Now, after a trip that was nothing like I planned but held more meaning for me than I ever imagined, I have much more to give thanks for than the food I have eaten (although it’s been some seriously good eating).  I have to give thanks to my sister Jessie, for telling me of the cheap ticket prices and showing me around Lima, explaining the taxis and the food and the good and bad neighborhoods, and to her husband and kids and the whole family there for giving me a great couple of weeks where the days were relaxed yet full.  I want to give thanks as well to the chefs who I’ll never see but who never let me down; to the bus drivers who had patience with a couple of lost gringas with no idea how much to pay or where to board; to the city of Lima for letting me join in its colorful and chaotic birthday celebration.

I thank the planes that make life easier and shorten a sixteen hour journey into two hours.  I thank the long distance buses and minivans that save money and let you see more, of the life of ordinary people, of the out-of-the-way unvisited towns consisting of stray dogs and houses painted with political slogans perched on sides of mountains.  They let you experience more, when you’re stranded far from your destination in a little town and you realize that the old woman you’re asking for directions is a Quechua speaker who knows less Spanish than you do.  They come and rescue you, when you’ve walked down from Machu Picchu and along a railroad track for two hours only to find that the bridge is out and there are people occupying the train trying to get to Cuzco, when you follow these strikers off the train and down a road that leads to the place where the bridge fell, a rushing river now passable via log, and the train has pulled away so there is not really any choice but to cross, and at the other end to find a driver with open seats who will drive you over curving guardrail-less high mountain roads and tell you about how his parents named him Ronald after Ronald Reagan, and how his schooling to become a guide is going, and how when someone yawns the joke is to ask “from hunger or from sleepiness?”

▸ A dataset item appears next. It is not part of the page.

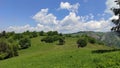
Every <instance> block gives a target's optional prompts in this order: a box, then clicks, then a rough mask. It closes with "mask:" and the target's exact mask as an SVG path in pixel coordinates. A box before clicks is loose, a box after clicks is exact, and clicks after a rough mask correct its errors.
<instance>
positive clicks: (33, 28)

I have to thank our hosts in Cuzco, for having their doors open at 1 a.m. when Ronald deposited us in a plaza and we stumbled up the long, long stairs and proceeded to hang out listening to reggae and classic rock for several more hours.  We passed some good times in that apartment in San Blas, and that was another opportunity to see another side of a famously touristy city and its surroundings.  Just a hint: if you find yourself in Peru, go to the market, and get the juice and/or the daily menu.  It’s always good value and most of the time good conversation with the woman who’s serving your soup and your tripe-with-potatoes.

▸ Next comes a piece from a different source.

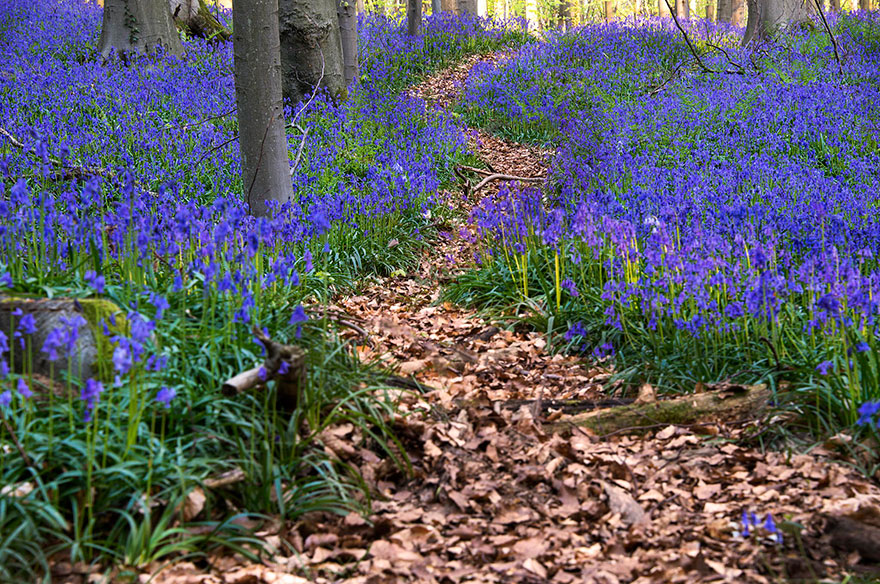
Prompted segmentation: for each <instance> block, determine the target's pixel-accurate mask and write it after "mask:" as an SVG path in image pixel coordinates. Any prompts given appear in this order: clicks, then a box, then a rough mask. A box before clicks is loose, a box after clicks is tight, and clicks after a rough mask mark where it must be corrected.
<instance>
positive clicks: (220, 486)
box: [202, 468, 247, 489]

So thank you to Peru for lending my travel buddy Maria and I your buses, your hostel rooms, your ancient ruins and gorgeous landscapes, the brightness of your beaches and the intensity of your cities.  And thank you to Cesar for reminding me to give thanks, which is something that I will think of often as I head toward the new challenges of living, working, and playing in the cities of Valparaíso and Viña del Mar.

Exams and food

It’s not the easiest to explain to my non-math major friends. “What am I doing this Saturday? Well, I’m getting up at 8 a.m. so I can take a six hour long exam, one on which there is a good chance I will get an abysmally low score, for fun. Hey, at least we get to go to the lunch buffet at Gateway to India in between the two halves!”

There you have the Putnam Mathematical Competition. I came, I sat, I conquered, and by conquered I mean that I had way more fun than I thought I would. What’s not fun about having six hours to sit down, look at twelve puzzles, choose a few of them to attempt, and mess around with those until you figure out the trick that makes it possible to solve? For instance, taking an icosahedron (you can look it up if you’re interested), numbering the sides with nonnegative integers that add up to 39, and showing that it is impossible to have such a numbering without causing two sides with the same vertex to have the same number. This was the first problem in the first set, so we got to talk about it over lunch. Rob Beezer is the professor who leads the Putnam Seminar, a weekly gathering to discuss problems from Putnams past, and so he was proctoring the exam for us and doing the problems right along with us. As we compared what we had done (and how long it took each of us to realize that the icosahedron appears in the logo for the Mathematical Association of America, and thus was conveniently pictured at the top of the page), Beezer told us how he’d used graph theory, taking the dual of the graph of the icosahedron. To be honest, I think my solution was a lot more straightforward! We’ll see if it was correct or not when we get our scores back.

Then reading period and finals week happened. My most difficult exam (abstract algebra) was on Monday morning at 8, so at least I got that over with right away! My professor brought us chocolate, and luckily for me he also likes the super dark stuff so that is what was provided us. 85%! My favorite. Almost as good as the time that my IPE professor brought in what I think were pork skewers and a dipping sauce to our final. The sauce turned out to contain a LOT of horseradish, and I had a coughing fit and runny nose in the middle of the test, but I’m willing to pay that price for delicious treats.